Frances Bingham has published short stories in various anthologies; Double Tongue (Diva Book of Short Stories, 2000), which won the LAMBDA best anthology award; The Recognition Scene (Long Journey Home, The Women’s Press, 2001), and Call Me By My Name (Necrologue, Diva Books, 2003), reviewed in Time Out as ‘well-written and imaginative, particularly haunting…’
Her poem about Amy Johnson, Sicilian Avenue, was awarded a prize by Michael Donaghy at the York Poetry festival back in 1996, and she has since published a long poem, MOTHERTONGUE, as a limited edition artists’ book, with images by Liz Mathews. Her most recent poetry publication is Translating Sappho in issue 7 of Chroma (2008).
Frances Bingham has performed/read at various literary festivals and other venues, most recently with her novel at the Edinburgh International Book Festival (2011), as part of the Southbank Centre’s Literature and Spoken Word programme (2008) and she’s also been interviewed and read poetry live on Woman’s Hour, and contributed to the Radio 4 series From the Ban to the Booker.

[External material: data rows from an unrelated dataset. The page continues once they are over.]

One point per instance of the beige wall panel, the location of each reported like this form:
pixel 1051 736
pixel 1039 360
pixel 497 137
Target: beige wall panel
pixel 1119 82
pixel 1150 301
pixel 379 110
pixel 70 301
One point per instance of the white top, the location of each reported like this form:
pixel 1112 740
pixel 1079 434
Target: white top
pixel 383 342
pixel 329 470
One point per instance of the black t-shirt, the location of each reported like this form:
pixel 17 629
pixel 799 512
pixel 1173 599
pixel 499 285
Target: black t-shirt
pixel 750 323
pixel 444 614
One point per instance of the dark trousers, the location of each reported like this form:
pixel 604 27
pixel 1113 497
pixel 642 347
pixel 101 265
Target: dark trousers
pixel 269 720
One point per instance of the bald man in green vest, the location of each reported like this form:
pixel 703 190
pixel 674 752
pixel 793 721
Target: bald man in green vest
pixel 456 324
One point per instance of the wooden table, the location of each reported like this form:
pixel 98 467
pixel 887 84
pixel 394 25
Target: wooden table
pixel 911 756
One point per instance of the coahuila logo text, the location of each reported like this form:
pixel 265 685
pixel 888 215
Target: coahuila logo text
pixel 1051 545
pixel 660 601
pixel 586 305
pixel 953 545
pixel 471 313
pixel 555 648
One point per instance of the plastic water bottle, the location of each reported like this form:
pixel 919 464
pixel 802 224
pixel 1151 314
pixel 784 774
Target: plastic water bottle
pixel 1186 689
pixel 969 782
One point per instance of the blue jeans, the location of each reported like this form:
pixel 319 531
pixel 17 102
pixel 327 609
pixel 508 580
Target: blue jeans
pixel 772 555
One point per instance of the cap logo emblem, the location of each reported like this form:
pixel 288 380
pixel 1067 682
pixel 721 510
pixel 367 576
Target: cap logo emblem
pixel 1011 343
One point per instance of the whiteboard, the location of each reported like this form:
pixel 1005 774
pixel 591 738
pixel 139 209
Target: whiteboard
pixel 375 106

She is the daughter of the Scots historian and biographer Caroline Bingham. For many years she has worked with her partner Liz Mathews, studio potter and lettering artist; until recently they had a gallery in Whitechapel, showing both LM’s work and that of guest artists. They also collaborate on some projects; LM created the images for the poem MOTHERTONGUE, also the cover images for Journey from Winter and The Principle of Camouflage, and has several times set FB’s texts in various ways, most recently at exhibitions in the Poetry Library at the Southbank Centre, The Ice House Gallery in Holland Park, and Woolfson & Tay bookshop gallery.